Canadian rare earths explorer Pele Mountain Resources (TSX-V:GEM) closed up 18% on Monday after the Toronto company announced an updated PEA on its Eco Ridge project.
The project near Elliott Lake, Ontario, is now looking at a 9,000 tpd operation with life-of-mine production of 97.2-million pounds of total REO and 27.5-million pounds of U3O8 over an 11-year mine life. Rare earth elements to be processed include neodymium, dysprosium, yttrium, terbium and europium.
Since publication of its previous PEA in July 2011 (the “2011 PEA”), Pele has pursued opportunities for processing circuit improvements at Eco Ridge.
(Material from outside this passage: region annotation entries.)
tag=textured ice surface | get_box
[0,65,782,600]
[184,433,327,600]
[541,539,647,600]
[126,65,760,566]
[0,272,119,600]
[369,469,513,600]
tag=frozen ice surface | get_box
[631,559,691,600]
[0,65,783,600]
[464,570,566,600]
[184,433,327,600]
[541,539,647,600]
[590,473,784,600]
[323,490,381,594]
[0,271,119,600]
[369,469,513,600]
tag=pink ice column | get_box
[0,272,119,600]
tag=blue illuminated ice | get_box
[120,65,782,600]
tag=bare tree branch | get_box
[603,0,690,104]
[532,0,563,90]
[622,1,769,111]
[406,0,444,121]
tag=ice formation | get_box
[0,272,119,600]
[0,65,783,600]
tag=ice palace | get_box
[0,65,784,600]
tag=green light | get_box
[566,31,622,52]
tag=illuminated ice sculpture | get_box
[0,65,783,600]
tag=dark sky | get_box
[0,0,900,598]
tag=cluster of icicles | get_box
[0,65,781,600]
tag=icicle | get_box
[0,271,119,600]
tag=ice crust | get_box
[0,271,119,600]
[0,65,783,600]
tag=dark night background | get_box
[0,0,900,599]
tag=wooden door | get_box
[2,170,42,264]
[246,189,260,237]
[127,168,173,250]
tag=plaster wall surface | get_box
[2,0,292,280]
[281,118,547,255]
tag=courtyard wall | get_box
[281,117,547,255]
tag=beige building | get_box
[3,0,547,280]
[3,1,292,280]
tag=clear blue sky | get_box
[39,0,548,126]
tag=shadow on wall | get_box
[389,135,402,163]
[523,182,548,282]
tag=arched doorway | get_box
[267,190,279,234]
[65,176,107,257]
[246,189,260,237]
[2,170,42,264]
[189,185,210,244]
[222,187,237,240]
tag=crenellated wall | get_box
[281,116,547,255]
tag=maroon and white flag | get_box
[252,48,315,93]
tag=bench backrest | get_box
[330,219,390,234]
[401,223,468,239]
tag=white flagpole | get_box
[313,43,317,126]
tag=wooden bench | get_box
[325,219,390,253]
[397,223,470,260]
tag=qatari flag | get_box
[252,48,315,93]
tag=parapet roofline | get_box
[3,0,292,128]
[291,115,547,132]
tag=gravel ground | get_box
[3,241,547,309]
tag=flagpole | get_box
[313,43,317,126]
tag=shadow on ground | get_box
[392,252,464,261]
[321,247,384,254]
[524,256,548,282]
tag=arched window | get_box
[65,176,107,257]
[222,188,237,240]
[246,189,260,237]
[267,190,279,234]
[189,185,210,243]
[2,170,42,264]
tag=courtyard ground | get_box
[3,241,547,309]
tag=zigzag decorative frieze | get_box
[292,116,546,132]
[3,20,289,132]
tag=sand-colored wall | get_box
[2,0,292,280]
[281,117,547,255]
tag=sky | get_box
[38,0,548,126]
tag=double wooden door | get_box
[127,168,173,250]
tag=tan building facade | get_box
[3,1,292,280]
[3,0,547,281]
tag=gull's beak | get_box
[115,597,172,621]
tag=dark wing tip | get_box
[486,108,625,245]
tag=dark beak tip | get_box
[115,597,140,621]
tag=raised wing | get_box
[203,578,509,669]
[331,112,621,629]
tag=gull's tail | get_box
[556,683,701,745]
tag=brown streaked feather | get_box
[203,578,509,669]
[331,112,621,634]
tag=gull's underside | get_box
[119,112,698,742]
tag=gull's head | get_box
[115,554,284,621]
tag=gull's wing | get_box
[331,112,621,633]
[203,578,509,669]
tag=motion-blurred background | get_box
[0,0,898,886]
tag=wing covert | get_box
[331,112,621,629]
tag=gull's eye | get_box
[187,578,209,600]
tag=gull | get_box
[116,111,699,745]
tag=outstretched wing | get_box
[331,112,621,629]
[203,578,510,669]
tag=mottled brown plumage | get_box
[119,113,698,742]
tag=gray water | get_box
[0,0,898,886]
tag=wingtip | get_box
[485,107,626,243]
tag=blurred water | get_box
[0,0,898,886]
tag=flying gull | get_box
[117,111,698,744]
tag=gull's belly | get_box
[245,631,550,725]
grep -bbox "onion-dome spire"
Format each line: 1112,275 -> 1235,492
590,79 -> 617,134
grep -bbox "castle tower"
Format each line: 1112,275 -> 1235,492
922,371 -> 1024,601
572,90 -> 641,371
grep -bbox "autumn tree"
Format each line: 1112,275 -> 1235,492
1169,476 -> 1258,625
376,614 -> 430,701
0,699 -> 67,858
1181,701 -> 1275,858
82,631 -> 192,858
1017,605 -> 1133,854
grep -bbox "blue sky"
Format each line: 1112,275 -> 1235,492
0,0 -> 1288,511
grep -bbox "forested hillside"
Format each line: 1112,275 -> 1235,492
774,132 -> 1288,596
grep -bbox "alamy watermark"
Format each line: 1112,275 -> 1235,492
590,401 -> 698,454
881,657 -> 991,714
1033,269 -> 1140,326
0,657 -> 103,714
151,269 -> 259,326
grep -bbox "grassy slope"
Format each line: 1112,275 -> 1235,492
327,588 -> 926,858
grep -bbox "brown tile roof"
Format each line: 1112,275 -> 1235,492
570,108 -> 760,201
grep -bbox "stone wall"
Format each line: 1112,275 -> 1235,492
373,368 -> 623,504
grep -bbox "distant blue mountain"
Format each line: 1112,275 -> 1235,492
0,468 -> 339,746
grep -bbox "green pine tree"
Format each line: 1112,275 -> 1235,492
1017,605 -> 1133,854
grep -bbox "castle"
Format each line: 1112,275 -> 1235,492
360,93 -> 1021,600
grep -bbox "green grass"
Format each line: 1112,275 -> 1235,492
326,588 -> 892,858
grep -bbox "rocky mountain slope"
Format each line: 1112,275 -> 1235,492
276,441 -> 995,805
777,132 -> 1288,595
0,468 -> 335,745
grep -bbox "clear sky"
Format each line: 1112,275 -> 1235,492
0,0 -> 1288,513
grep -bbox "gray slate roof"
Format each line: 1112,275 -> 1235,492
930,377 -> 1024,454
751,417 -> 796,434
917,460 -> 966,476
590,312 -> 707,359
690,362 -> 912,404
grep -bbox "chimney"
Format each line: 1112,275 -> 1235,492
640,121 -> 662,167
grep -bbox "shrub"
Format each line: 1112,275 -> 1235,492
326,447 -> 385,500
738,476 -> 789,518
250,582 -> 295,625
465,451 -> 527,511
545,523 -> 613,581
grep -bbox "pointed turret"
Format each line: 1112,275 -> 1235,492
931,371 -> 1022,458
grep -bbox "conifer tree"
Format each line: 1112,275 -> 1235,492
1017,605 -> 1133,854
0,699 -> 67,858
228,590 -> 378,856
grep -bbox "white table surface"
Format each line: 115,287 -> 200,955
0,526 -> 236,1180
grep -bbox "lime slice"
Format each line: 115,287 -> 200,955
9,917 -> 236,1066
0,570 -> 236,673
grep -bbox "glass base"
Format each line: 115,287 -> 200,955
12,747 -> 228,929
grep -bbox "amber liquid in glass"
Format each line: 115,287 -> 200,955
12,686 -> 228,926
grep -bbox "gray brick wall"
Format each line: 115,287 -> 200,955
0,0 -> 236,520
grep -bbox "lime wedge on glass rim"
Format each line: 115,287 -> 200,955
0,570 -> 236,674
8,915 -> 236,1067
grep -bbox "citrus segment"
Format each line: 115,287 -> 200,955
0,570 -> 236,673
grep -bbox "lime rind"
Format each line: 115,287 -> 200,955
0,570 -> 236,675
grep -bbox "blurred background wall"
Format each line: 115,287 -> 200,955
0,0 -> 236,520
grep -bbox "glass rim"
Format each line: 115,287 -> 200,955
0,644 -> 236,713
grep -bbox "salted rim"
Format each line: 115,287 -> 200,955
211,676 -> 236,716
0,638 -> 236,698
The updated PEA demonstrates that the projected financial benefits from sharply higher rare earth recoveries, as a result of conventional milling rather than leaching, far outweigh associated capital and operating cost increases and more conservative forecast pricing for rare earth oxides (“REO”) and uranium oxide (“U3O8”). All production and recovery figures below represent significant gains from the 2011 PEA for Eco Ridge.
“Our updated PEA demonstrates that Pele is one of the clear leaders in the ongoing race to develop new sources of critical rare earths outside of China. We are focused on transitioning into the feasibility and licensing stages as we advance Eco Ridge toward development and production,” said Pele President and CEO Al Shefsky.
Pele says in its press release that Eco Ridge is the only Canadian mining camp to have ever achieved commercial rare earth production. The mine once supplied 35% of the world’s yttrium, which is used in garnets, superconductors, and in medical applications, including cancer treatments.